Figure 4:  a Per-operative intra-oral photograph, b. Tissue specimen from retromolar trigone.

Discussion

Human oral cavity contains abundant tissues which represents several oral lesions with divergence pathological and clinical presentation so that proper clinical diagnosis of oral lesions including salivary gland diseases is the main aim of our discussion. Among all salivary glands of oral cavity more than 800 are minor salivary glands with numerous small ducts which are scattered in groups in our oral cavity [10]. Among 10-15% of all salivary gland neoplasms are minor salivary gland origin apparently with the complaint of painless intraoral swelling in 60% cases for more than 12 months. More than 75% tumors are commonly seen on the palate > buccal mucosa>upper lip. Usually palatal minor salivary gland is commonly turns into neoplasia [7]. A clinical analytical study of 34 patients with MEC revealed that just 25% of the lesions affected mostly palatal minor salivary glands [5].

According to clinical presentation true diagnosis of MEC is difficult to clinician because this lesions sometimes appear as solid masses or as a soft tissue swelling with granular or papillary surfaces and ulcerated lesion. Ocassionally swelling may appear as bluish or red-purple in colour, fluctuant and smooth in consistency which mirroring to mucocele [7]. MEC also misdiagnosed with pleomorphic adenoma or mucous retention cyst, hemangioma, pigmented nevus and cystic processes due to similar benign clinical features. MEC on retromolar trigone is mistaken with oral squamous cell carcinoma for it’s rare prevalence and the lesion sometimes also extended to tonsils, anterior pillar, and soft palate. So, incisional biopsy is necessary to differentiate the tumor [5].

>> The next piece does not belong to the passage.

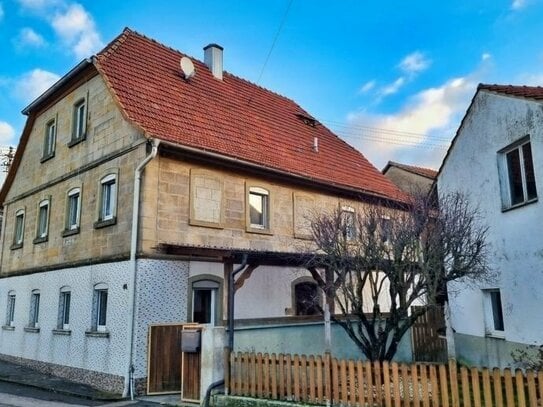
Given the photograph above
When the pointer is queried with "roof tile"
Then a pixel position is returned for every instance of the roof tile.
(232, 117)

According to literature evidence it has been reported that the survival rate for patients with lowgrade MEC is 92 to 100% where as 0-43% high grade as well as 62-92% intermediate grade patients could be survive for 5 years after surgery [11]. Low grade mucoepidermoid carcinoma contains well-circumscribed squamous nests with 2-4 cm in diametre comprising numerous clear cells, intracytoplasmic mucin [3] and solid gray-white or gray-pink areas are mixed with mucousfilled macro cysts, but intermediate grade has similar features except lack of macrocysts. Highgrade tumors may be similar in clinical presentation but are not well circumscribed and mucousinfiltrated. Although features of cystic degeneration is apparent in high-grade tumor [7]. Surgical exicision of MEC should be recommended and it is also mentioned that the excision should be more radical than for pleomorphic adenoma [11]. In reported case after exicision of lesion intra-oral defect was reconstructed by messeteric flap because this flap is more viable, less donor sites morbidities, needs less surgical time and cost, technique of reconstruction is easy as well as less failure rates and good prognosis [6]. Masseteric flap design is mainly three types likely superiorly based from origin to zygomatic arch is preserved, inferiorly based from insertion to angle of mandible is preserved and the island flap from both origin and insertion preserved and is pivoted around the pedicle [6]. In reported case superiorly based masseter muscle flap was rotationally used to repair the intra-oral defect.

Post-surgical Outcome

After 6 months follow up, prognosis was first-rate. Patient was living with acceptable cosmosis, good fuctional activities like speech,swallowing. Patient’s intra-incisal opening (IIO) was not impaired, graft receipnt and donor site was symptomless due to rapid healing. Fortunately there was no signs of recurrence (Figure 5).

Figure 5:  Intra-oral photograph after 6 months of surgery.

Conclusion

The clinical course of minor salivary gland carcinomas is variable and often characterized by late relapse. The early diagnosis and treatment of minor salivary gland carcinoma leads to a better outcome and prognosis. The MEC sometimes mislead as a benign or inflammatory condition, hence clinicians must be aware of the differential diagnosis to be considered. Awareness of this entity in a mucocele like presentation is important for dental practitioners.